Die sehr freundliche Sekretärin des erfolgreichen Herrn Endruweit teilt mir mit quäkender Stimme mit, dass Herrn Endruweit das Drehbuch, das ich ihm geschickt habe – Amore und so ’n Quatsch –, in dem eine fränkische Krankenschwester Anfang 30 erst in Berlin viel Pech und dann in Italien das Glück findet, sehr gut gefällt. Und dass er sich freuen würde, mit mir darüber zu sprechen. In Hamburg.
Ich sehe förmlich das Gesicht der Sekretärin vor mir; sie grinst ganz sicher, und in dem Moment, als ich mich bedanken möchte, legt sie auf. Leider hat mir ihre knarzende Stimme nicht verraten, wie gut genau das Drehbuch Herrn Endruweit gefallen hat.
Sagt sie Projekte auch mit dem gleichen routiniert-freundlichen Ton ab? Nein. Dann meldet man sich einfach nicht mehr. Schweigen ist Gold. Und eine Absage.
Ich habe, wie gesagt, sechs Monate gewartet. Deshalb bin ich erst einmal völlig euphorisch und wähle von den drei Terminen, die mir die Sekretärin anbietet, spontan den letzten aus – den in zwei Wochen –, um jene Ruhe auszukosten, wie sie sich früher auch nach der Rückgabe von Klassenarbeiten ausbreitete.
Und um die Vorfreude möglichst lange zu genießen.

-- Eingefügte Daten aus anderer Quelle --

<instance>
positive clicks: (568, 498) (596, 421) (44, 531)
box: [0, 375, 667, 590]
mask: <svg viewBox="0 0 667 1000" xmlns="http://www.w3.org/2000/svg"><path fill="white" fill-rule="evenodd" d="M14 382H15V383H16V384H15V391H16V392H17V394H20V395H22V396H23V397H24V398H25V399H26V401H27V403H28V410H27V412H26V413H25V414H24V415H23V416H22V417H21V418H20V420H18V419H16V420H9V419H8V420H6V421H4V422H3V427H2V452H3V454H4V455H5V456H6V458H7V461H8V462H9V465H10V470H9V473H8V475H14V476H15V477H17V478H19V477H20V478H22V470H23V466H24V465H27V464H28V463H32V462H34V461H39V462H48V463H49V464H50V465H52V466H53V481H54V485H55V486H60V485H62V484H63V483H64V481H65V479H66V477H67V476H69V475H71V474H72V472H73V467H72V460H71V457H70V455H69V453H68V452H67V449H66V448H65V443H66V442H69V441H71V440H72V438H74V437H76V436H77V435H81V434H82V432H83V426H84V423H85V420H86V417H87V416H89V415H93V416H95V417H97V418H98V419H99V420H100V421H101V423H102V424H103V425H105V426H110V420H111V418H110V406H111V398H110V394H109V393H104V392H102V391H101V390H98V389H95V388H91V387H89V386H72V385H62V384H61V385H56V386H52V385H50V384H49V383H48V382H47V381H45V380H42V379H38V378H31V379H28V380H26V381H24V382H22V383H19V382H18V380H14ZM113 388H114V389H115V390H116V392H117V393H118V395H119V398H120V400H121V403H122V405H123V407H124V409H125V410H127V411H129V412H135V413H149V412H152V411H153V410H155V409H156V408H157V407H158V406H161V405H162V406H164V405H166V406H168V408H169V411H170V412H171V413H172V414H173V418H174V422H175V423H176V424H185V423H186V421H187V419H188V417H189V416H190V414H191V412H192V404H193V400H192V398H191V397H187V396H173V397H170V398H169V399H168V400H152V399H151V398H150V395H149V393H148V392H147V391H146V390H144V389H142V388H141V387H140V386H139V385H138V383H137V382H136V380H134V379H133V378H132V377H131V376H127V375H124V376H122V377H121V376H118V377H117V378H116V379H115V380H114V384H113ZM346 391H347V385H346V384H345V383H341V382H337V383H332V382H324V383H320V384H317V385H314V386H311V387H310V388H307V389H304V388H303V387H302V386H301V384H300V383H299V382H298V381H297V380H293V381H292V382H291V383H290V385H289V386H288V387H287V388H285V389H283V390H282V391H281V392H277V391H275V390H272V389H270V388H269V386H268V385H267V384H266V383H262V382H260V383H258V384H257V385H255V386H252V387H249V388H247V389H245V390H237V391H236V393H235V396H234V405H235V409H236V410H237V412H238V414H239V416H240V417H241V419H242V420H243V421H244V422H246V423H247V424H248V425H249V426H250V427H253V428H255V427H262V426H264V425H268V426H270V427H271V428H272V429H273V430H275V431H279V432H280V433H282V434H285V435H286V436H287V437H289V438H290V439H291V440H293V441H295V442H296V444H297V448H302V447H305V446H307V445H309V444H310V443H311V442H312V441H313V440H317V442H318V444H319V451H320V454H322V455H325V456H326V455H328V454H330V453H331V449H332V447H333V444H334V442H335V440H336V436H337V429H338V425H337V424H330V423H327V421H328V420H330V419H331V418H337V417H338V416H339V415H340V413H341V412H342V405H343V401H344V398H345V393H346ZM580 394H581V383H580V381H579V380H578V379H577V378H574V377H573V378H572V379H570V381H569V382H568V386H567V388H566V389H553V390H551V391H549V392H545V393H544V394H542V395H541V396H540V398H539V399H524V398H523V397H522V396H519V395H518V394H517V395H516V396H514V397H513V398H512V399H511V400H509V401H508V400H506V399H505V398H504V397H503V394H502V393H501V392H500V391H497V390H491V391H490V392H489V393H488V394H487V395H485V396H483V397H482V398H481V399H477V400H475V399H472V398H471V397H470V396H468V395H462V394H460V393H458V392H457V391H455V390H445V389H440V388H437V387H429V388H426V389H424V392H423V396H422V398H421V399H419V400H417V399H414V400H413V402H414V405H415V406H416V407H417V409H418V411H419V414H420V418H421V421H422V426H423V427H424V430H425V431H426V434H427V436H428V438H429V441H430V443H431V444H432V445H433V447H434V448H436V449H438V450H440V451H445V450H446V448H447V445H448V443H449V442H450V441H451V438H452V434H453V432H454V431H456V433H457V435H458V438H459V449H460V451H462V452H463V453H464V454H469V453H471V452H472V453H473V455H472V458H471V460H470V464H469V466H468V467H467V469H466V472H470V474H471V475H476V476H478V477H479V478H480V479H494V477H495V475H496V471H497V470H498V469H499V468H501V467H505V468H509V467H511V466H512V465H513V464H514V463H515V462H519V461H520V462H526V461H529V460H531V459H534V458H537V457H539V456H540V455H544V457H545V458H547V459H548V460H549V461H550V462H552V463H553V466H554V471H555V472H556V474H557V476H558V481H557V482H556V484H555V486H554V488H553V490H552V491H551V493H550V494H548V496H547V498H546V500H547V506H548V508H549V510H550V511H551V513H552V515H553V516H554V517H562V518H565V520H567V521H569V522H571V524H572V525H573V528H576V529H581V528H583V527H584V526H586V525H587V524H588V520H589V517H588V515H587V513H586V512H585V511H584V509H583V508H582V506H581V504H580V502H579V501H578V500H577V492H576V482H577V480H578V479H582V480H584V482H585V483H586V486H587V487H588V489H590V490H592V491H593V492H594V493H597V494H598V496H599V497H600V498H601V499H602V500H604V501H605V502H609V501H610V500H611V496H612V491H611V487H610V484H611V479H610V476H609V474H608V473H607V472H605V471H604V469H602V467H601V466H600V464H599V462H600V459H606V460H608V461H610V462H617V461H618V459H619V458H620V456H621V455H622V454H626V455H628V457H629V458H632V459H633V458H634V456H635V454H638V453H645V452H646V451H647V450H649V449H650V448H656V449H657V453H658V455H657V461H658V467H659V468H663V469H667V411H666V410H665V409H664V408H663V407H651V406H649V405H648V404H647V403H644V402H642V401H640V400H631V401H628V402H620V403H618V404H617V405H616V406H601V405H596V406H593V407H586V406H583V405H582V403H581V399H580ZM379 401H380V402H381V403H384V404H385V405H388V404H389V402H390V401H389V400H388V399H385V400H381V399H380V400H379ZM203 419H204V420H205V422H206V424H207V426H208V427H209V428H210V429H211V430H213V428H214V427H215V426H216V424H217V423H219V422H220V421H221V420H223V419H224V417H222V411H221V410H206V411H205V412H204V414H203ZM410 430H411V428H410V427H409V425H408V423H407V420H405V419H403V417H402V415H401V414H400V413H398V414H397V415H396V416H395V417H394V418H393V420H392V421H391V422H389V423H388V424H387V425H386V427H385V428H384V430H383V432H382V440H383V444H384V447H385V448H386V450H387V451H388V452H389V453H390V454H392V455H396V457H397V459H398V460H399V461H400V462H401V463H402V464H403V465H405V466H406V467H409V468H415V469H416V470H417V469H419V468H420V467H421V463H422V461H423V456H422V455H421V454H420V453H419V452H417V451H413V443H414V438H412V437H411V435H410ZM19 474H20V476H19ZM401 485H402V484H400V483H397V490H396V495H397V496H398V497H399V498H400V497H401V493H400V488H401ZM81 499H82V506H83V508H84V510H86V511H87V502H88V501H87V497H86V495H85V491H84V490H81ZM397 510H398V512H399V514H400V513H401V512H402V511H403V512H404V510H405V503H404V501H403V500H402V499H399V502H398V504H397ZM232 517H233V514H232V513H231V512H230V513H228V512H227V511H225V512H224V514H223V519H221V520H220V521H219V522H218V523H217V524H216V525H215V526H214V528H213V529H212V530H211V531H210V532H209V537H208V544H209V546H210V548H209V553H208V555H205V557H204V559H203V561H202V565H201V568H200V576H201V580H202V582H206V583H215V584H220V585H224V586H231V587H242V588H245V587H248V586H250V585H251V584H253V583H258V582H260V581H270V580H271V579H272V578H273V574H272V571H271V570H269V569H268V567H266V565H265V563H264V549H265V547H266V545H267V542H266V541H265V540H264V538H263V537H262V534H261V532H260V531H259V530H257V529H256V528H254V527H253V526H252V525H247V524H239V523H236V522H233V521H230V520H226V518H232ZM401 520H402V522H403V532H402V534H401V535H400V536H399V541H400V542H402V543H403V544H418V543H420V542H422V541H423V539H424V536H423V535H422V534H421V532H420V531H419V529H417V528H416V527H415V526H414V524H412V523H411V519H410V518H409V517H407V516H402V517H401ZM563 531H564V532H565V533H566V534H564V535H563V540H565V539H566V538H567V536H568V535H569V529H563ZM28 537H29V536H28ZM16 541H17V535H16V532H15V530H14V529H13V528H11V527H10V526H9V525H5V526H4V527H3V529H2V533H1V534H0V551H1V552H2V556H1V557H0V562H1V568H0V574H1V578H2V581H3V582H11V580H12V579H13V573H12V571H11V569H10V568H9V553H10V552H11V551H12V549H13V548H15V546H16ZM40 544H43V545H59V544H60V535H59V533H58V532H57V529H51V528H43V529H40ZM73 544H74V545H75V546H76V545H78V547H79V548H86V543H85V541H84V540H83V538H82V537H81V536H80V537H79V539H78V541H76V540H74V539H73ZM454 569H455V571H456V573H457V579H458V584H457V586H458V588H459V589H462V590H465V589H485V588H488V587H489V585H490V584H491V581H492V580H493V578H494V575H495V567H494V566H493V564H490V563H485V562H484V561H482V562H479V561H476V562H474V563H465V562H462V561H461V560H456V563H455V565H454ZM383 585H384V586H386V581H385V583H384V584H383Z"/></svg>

In der Theorie ist das eine gute Idee; in der Praxis eher nicht, denn Autoren grübeln ja schon berufsbedingt. Bei mir geht es ungefähr neunzig Sekunden, nachdem ich aufgelegt habe, los.
Immer und immer wieder hallen die Worte der Sekretärin durch meinen Kopf. Und dann diese grelle Stimme!
«… hat ihm sehr gut gefallen …» – das hat sie gesagt, ich bin ganz sicher!
Aber was heißt das genau?
«… hat ihm sehr gut gefallen …», im Sinne von: Wir drehen ab nächster Woche? Oder eher: Da ist ja schon viel Schönes dran? Oder etwa so: Ich will Ihnen hier in Hamburg persönlich ins Gesicht schleudern, was Sie da für einen Schwachsinn abgeliefert haben?
Autoren in dieser schlimmen Lage muss man ablenken. Mit Zoobesuchen oder weihnachtlichem Plätzchenbacken. Aber nicht mal mein sehr temperamentvoller Kater namens Sport vermag das im Moment.
Ich quäle mich durch die Hölle der nächsten zwei Stunden. Versuche dies und tue das. Bringe Worst- und Best-Case-Szenarien zu Papier. Diskutiere am Telefon mit Vertrauenspersonen und meinen Co-Autoren alle Möglichkeiten.
Kurz bevor ich in meiner Not nach der Fernbedienung greife, um eine der älteren Damen auf einem Astro-Kanal um Hilfe zu bitten, rufe ich die freundliche Sekretärin von Herrn Endruweit an und sage ihr, dass sich in meinem Kalender jetzt doch eine Lücke ergeben hat.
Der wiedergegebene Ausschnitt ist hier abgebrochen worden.